A man who built a barn and transformed the inside into a luxury home against planning rules has been told to strip it back to its intended use.
An appeal hearing before a Government appointed planning inspector heard David Bonsall had renovated and kept the building in a ‘clandestine manner’ to disguise its use as a home.
He first applied to Rotherham Council to build a dwelling on land off Common Lane, Thorpe Salvin, in 1988. It was refused but a subsequent appeal decision granted permission for a barn, not a dwelling.
A complex web of planning applications and refusals followed. And in 2012 his application for ‘existing use as a dwelling’ was refused.
But it alerted the authorities that the barn was being lived in.
What they found, screened from public view behind a shroud of woodland, hedging and high gates, was a windowless luxury home with three bedrooms and four bathrooms.
“Mr Bonsall knew he needed planning permission to use the barn as a dwelling and knew it was unlikely to be granted,” said planning inspector Brian Rogers.
“...as an intelligent, well-qualified and inventive man, it is highly likely that he developed a strategy for minimising his risk that his residential use of the building would be discovered.”
The hearing heard that Mr Bonsall never registered the property with a postal address, for Council Tax or onto the electoral roll.
It is thought building work was done at night and he did not install water or electricity supplies, instead sharing with the adjacent stables.

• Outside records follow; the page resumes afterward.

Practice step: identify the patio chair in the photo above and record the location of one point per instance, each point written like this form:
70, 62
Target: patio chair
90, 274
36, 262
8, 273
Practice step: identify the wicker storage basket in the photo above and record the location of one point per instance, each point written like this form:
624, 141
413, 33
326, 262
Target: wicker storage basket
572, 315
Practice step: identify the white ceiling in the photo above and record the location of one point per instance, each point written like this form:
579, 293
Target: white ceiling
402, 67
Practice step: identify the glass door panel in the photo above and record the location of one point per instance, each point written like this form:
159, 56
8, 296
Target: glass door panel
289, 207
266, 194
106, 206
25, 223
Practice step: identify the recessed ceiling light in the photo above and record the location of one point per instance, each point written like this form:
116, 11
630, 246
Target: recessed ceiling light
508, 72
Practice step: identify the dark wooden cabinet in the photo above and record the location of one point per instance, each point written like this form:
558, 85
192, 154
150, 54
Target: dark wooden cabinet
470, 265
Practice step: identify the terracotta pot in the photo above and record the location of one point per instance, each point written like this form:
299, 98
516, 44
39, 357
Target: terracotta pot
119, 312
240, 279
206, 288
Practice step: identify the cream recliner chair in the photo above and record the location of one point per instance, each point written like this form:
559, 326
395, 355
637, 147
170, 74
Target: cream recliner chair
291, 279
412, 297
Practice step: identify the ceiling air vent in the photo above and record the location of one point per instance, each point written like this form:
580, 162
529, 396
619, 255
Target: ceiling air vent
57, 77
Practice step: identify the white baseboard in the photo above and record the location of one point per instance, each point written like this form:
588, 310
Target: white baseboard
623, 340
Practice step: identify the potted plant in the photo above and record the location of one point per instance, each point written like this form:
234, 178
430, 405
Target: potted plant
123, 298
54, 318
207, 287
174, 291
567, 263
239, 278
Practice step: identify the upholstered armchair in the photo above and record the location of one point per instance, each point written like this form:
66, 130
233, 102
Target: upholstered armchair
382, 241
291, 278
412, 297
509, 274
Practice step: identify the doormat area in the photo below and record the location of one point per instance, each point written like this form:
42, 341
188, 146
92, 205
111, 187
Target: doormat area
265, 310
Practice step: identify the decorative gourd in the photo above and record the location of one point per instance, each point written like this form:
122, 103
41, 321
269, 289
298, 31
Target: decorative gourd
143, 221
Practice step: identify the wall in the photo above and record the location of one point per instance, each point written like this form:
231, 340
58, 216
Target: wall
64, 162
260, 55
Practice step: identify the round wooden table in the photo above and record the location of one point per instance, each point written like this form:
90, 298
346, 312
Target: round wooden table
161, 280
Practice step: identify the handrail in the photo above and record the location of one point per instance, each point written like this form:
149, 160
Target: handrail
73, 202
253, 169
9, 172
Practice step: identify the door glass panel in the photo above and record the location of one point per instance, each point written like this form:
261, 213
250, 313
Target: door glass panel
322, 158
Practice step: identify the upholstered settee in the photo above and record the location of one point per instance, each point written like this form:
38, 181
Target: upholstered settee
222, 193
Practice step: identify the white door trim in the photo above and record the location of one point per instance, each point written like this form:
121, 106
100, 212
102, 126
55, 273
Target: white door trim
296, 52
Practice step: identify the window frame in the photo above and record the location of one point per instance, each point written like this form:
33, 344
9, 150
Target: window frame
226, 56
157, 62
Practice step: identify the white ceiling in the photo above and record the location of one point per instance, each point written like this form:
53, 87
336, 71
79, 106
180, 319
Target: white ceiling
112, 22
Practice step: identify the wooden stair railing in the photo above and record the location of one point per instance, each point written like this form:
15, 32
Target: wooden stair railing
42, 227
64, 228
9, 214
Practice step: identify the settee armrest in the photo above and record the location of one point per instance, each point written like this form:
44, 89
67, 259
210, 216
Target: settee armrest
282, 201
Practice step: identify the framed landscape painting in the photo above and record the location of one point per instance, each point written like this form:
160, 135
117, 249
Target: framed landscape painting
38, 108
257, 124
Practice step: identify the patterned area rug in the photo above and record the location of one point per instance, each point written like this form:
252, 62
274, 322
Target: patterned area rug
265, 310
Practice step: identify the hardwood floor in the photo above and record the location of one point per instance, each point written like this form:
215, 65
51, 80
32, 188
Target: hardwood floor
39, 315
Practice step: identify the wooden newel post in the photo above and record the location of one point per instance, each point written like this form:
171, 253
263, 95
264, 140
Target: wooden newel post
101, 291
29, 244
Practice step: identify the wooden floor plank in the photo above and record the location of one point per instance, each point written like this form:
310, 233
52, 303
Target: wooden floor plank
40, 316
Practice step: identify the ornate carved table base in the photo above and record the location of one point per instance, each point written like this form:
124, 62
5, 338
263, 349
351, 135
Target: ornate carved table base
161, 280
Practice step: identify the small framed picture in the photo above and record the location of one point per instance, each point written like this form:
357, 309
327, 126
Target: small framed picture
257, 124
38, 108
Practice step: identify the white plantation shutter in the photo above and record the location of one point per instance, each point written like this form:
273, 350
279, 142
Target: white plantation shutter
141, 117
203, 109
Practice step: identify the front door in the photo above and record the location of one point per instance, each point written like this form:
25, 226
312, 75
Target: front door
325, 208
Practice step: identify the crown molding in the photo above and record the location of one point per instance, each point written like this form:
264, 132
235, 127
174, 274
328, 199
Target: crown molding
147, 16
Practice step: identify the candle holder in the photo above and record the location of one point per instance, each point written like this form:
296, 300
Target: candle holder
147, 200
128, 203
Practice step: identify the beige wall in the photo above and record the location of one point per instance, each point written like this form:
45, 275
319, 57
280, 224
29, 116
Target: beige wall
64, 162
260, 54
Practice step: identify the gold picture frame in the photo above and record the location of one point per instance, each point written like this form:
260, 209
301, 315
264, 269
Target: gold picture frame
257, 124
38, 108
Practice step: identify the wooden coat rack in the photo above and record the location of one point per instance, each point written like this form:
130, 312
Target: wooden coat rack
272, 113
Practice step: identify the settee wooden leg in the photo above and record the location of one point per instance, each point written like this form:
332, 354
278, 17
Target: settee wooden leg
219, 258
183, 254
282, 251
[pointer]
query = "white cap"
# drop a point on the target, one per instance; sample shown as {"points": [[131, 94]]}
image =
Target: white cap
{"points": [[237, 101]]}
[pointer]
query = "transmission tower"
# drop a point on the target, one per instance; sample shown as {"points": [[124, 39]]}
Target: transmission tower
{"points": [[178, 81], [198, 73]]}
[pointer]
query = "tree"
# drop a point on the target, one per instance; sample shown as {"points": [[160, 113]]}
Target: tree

Visitors to the barn were even asked to park half a mile away at the village pub, so as not to attract attention.
The inspector upheld Rotherham Council’s notice that Mr Bonsall must cease residential use and remove all domestic fixtures and fittings within 26 weeks.
A council spokesman said: “Planning regulations are there for a reason.”
“We believe this was an underhand way of obtaining residential accommodation within the green belt.”